Deputy Premier Jackie Trad.
Deputy Premier Jackie Trad.

New planning rules could end payouts

LEGISLATION to come before State Parliament in the next few months would exempt local government from paying compensation where a planning scheme is changed to reduce the risk of harm to life and property from a natural event such as flood, bushfire or landslide.

The new legislation represents the first major challenge to Queensland's long-entrenched injurious affection laws which make councils liable to compensate land owners when development rights are reduced.

A spokesperson for the Department of Infrastructure, Local Government and Planning said last night that the scheme change would need to be justified by a report that assesses the various ways that the risk could be reduced.

The Planning Bill is currently being considered by   the Infrastructure, Planning and Natural Resources Committee and is expected to be considered by Parliament in the next few months.

The proposed changes respond to a key recommendation of the 2012 Queensland Floods Commission of Inquiry that the government address restraints to better planning around flood resilience.
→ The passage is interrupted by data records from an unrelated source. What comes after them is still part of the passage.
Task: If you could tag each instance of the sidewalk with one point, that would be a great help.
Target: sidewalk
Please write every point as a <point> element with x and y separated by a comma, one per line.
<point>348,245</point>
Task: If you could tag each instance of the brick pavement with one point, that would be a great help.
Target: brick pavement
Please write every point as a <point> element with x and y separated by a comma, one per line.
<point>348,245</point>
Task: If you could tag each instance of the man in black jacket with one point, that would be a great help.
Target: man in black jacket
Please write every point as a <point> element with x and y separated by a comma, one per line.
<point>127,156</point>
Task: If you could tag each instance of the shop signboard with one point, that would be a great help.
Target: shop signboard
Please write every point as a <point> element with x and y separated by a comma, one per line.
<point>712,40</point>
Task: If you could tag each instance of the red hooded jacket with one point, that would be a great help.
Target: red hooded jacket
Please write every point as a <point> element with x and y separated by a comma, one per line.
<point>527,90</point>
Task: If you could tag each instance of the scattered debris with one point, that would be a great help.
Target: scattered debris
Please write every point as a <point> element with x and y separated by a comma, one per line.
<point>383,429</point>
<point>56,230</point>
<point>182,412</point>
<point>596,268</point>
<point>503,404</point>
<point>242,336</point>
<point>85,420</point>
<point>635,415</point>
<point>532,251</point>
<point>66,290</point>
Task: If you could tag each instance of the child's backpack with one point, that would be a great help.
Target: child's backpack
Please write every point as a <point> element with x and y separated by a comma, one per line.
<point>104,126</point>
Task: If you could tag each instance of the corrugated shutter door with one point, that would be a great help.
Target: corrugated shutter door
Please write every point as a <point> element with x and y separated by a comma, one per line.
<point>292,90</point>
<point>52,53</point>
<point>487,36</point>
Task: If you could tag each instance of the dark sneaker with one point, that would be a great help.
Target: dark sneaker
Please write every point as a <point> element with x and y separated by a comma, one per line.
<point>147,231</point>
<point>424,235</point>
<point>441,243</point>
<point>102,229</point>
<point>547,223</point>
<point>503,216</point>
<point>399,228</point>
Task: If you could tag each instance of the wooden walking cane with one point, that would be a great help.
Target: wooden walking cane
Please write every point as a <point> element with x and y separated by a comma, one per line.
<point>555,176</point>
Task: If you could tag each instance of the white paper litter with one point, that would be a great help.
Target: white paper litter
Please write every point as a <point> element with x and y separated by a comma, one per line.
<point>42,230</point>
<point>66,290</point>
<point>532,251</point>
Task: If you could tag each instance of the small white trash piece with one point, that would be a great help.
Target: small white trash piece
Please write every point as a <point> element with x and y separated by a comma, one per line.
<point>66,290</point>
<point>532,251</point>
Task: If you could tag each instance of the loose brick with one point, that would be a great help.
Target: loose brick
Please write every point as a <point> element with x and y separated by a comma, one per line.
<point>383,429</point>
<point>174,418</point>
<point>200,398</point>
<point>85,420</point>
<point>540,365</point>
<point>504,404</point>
Recommendation 4.1 called for the government to narrow the definition of "development commitment' in State Planning Policy 1/03: Mitigating the Adverse Impacts of Flood, Bushfire and Landslide to ensure more development applications are assessed for flood resilience.

The Inquiry called for an investigation into "whether the compensation provisions of the Sustainable Planning Act 2009 act as a deterrent to the inclusion of flood controls in a planning scheme and consider whether they ought to be amended".

Submissions closed last Friday on three bills introduced to Parliament last November by Queensland Planning Minister Jackie Trad to replace the Sustainable Planning Act of 2009.

The Deputy Premier said the intent was to deliver "responsible development and deliver prosperity, sustainability and liveability for now and into the future".